Mental health benefits through employer-sponsored health insurance are a critical access point, but their quality and accessibility vary widely. As discussed elsewhere, mental health parity laws require that mental health benefits be no more restrictive than medical benefits, but compliance and enforcement have been inconsistent. Many employer plans have narrow behavioral health networks with few in-network providers, effectively pushing employees toward out-of-network costs even when they have coverage.
Beyond benefits, the most important thing employers can do is design work itself to reduce psychologically harmful conditions. Job demands that consistently exceed capacity without adequate resources are among the most reliably documented drivers of poor mental health outcomes. Lack of job control, social isolation at work, harassment, bullying, and management practices that are unpredictable or demeaning all damage employee mental health. These are not personal wellness issues. They are organizational design issues that require organizational responses.

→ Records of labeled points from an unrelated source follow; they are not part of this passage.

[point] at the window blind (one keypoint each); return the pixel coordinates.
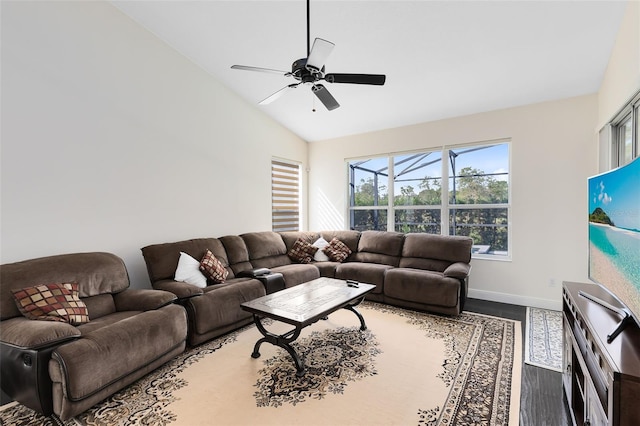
(285, 196)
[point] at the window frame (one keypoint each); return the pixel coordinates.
(630, 113)
(280, 211)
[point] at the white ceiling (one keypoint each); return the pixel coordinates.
(441, 58)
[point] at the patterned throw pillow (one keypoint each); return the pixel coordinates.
(52, 302)
(213, 268)
(337, 250)
(302, 251)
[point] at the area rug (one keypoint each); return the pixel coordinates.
(406, 368)
(543, 339)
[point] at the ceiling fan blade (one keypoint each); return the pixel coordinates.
(277, 94)
(325, 97)
(375, 79)
(247, 68)
(319, 53)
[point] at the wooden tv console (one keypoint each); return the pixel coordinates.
(601, 380)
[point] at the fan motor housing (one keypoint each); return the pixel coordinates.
(300, 72)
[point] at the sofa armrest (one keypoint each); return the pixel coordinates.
(459, 270)
(142, 299)
(35, 334)
(181, 289)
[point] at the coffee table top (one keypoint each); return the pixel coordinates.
(307, 302)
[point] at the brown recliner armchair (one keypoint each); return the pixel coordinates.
(63, 369)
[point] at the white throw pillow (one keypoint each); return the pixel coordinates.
(188, 271)
(320, 256)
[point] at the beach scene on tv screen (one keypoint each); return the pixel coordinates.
(614, 233)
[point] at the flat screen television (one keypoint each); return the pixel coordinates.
(614, 236)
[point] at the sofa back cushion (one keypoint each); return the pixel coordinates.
(290, 237)
(380, 247)
(266, 249)
(435, 252)
(162, 259)
(349, 238)
(95, 273)
(237, 253)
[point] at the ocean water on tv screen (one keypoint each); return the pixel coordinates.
(614, 233)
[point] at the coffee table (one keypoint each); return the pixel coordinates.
(302, 306)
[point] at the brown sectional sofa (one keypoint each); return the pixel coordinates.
(419, 271)
(60, 368)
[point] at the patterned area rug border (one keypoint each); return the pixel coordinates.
(543, 338)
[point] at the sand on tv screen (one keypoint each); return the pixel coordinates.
(614, 233)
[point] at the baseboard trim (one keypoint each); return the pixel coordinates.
(515, 299)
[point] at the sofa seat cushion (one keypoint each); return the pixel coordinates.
(296, 273)
(28, 334)
(220, 304)
(52, 302)
(370, 273)
(327, 269)
(425, 287)
(105, 321)
(104, 356)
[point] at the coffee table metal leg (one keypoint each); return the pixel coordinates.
(352, 308)
(282, 341)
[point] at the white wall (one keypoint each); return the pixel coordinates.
(111, 140)
(553, 153)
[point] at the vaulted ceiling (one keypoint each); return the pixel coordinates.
(442, 58)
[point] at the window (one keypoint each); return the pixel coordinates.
(285, 196)
(407, 193)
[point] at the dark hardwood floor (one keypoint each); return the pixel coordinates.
(542, 401)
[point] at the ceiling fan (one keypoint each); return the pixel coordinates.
(310, 71)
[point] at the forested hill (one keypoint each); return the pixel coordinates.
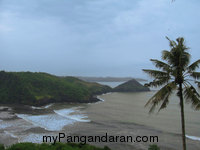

Manager behavior is one of the most significant influences on employee mental health. Research shows that employees who feel supported by their managers, who experience their manager as fair, clear, and responsive, have substantially better mental health outcomes than those who do not. Training managers in mental health awareness, in how to have supportive conversations about mental health, and in how to accommodate employees experiencing difficulties without discriminating is among the most high-leverage employer interventions.
Mental health days, flexible scheduling, and remote work options can reduce the friction between mental health needs and work obligations. Evidence suggests that schedule flexibility and autonomy are associated with better mental health outcomes, particularly for employees managing chronic conditions or caregiving responsibilities. The pandemic-era expansion of remote and flexible work created natural experiments that researchers are still analyzing, but early evidence suggests benefits for mental health in many populations.
Psychological safety, a concept developed by organizational researcher Amy Edmondson, refers to the shared belief that the team is safe for interpersonal risk-taking, including admitting mistakes, asking questions, and raising concerns. Teams with higher psychological safety show better performance and innovation outcomes, and emerging research links psychological safety to better employee wellbeing and mental health.
Disability accommodations for mental health conditions are legally protected under the Americans with Disabilities Act for employers above a certain size. Yet many employees do not request accommodations they need because of stigma or fear of discrimination, and many employers are unfamiliar with what reasonable accommodations for mental health conditions look like. Education on both sides of this relationship can improve outcomes.
Employers who treat mental health as a legitimate health priority, invest in both clinical benefits and workplace culture change, and hold managers accountable for creating supportive environments can meaningfully reduce the burden of mental health conditions on their workforce. The business case is strong. The ethical case is stronger.